Impossible to answer. You could have non-performant code in either of these approaches. Don't try to prematurely optimize for performance, optimize for clean and supportable code and address performance bottlenecks that are actually observed in real scenarios.
is't good to use " public Db db = new Db();" in the controller, instead of use it only in the domain layer (solution)
It's a question of separating concerns and isolating dependencies. If your controller internally instantiates a connection to a database then that controller can only ever be used in the context of that database. This will make unit testing the controller very difficult. It also means that replacing the database means modifying the controller, which shouldn't need to be modified in that case.
Dependency injection frameworks are simply a way of addressing the Dependency Inversion Principle. The idea is that if Object A (the controller) needs an instance of Object B (the database object) then it should require that the instance be supplied to it, rather than internally instantiate it. The immediate benefit here is that Object B can just be an interface or abstract class which could have many different implementations. Object A shouldn't care which implementation is given to it, as long as it satisfies the same observable behavior.
By inverting the dependency (whether or not you use a dependency injection framework), you remove the dependency on the database from the controller. The controller just handles client-initiated requests. Something else handles the database dependency. This makes these two separate objects more portable and re-usable.
What is the advantages of using Dependency Injection? is't bad to use my pattern?
See above. Dependency injection is a way to achieve inversion of dependencies, which is the core goal in this case. Note that there are a few different ways to achieve this. Some frameworks prefer constructor injection, some support property/setter injection, etc. Personally I tend to go with the service locator pattern, which has the added benefit of being able to abstract the dependency of the dependency injector itself.
It's only "bad" to use your approach if you run into any problems when using it. There are good patterns to address various concerns, but if your project doesn't legitimately have those concerns then using those patterns would be over-engineering and would actually hurt the supportability of the code. So, as with anything, "it depends."
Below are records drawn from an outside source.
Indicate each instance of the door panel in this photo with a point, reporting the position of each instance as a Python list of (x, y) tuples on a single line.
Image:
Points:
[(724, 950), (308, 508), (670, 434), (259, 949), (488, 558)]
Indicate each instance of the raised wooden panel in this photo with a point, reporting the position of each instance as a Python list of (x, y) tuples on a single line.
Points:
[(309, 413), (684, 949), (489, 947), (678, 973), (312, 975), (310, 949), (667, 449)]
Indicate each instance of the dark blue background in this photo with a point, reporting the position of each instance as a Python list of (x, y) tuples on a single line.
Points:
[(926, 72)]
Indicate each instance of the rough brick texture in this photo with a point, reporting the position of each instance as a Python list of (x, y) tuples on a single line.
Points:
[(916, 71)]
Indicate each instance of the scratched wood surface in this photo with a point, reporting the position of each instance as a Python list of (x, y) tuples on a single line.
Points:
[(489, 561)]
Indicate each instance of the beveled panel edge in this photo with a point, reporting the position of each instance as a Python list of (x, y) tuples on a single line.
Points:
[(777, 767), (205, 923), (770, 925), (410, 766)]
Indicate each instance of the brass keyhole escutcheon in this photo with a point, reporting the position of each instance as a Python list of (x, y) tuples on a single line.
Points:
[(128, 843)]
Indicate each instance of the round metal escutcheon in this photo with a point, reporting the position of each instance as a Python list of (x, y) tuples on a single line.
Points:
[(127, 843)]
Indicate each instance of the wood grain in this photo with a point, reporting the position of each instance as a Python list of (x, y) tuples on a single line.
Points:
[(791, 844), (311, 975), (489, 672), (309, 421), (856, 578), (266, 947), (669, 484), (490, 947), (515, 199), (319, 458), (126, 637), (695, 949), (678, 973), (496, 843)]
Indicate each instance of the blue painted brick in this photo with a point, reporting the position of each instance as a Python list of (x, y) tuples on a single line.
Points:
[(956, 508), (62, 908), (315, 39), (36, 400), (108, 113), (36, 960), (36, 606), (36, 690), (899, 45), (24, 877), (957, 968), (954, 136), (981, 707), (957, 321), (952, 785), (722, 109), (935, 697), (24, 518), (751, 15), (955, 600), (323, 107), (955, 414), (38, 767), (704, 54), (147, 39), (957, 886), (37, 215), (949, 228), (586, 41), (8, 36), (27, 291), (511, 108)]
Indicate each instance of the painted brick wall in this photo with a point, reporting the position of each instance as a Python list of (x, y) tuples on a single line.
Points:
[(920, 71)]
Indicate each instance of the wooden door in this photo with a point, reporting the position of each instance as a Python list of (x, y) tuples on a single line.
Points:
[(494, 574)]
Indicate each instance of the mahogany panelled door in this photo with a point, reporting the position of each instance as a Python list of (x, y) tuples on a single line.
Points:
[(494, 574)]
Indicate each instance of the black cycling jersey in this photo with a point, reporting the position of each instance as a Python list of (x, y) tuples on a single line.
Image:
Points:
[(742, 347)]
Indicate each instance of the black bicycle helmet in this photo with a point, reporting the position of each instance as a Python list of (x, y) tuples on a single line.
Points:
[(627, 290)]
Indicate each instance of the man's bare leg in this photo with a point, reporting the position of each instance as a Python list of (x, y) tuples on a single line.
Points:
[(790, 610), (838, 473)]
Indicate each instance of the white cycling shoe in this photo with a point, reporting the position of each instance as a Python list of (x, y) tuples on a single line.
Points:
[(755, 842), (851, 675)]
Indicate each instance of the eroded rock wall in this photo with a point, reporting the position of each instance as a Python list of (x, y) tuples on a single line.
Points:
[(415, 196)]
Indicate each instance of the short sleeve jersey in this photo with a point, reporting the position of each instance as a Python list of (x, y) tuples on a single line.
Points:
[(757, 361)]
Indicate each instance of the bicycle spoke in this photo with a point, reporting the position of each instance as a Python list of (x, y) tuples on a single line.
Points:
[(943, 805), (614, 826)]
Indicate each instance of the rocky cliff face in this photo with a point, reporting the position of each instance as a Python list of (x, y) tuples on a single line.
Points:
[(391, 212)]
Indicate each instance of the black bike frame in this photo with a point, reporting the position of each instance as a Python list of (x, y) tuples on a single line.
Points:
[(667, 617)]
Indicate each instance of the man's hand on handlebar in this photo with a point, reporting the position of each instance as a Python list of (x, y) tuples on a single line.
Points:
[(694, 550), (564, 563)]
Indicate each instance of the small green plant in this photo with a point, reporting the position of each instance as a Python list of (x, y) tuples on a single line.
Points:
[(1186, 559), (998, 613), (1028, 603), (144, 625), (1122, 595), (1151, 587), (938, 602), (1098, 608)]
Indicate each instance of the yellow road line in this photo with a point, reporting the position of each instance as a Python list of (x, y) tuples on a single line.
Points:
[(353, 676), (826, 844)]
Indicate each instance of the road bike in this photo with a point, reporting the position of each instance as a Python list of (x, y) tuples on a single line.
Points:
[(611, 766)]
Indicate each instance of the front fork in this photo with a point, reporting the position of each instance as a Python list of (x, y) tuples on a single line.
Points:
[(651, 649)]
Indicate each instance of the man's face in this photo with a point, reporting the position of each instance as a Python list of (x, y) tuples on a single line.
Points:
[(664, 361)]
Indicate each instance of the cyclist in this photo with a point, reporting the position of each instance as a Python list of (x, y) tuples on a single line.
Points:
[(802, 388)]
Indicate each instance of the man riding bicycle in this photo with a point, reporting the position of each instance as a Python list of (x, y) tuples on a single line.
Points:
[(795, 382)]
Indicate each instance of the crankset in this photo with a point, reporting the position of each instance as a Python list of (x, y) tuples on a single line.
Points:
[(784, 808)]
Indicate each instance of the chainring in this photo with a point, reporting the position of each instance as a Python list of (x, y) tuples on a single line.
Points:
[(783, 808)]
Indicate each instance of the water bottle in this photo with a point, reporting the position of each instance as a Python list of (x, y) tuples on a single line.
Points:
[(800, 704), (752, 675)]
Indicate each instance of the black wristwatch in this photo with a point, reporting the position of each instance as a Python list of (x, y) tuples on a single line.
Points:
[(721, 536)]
What is the advantages of split the project into 2 solutions for the Data Layer?
Two solutions? Or two projects in the same solution? (Resulting in two assemblies.) The advantage is that you can re-use one without having a dependency on the other. For example, in some of the code you posted there is an allusion to the repository pattern. If you have an assembly which serves only the purpose of implementing repositories to the back-end data then any application can use those repositories. If instead it's all implemented in the MVC application directly then no other application can use it, it's tightly coupled to the MVC application.
If you will never need to re-use that functionality, then this isn't the end of the world. If you would like to re-use that functionality, separating it into a portable assembly which internally isolates its dependencies would allow for that.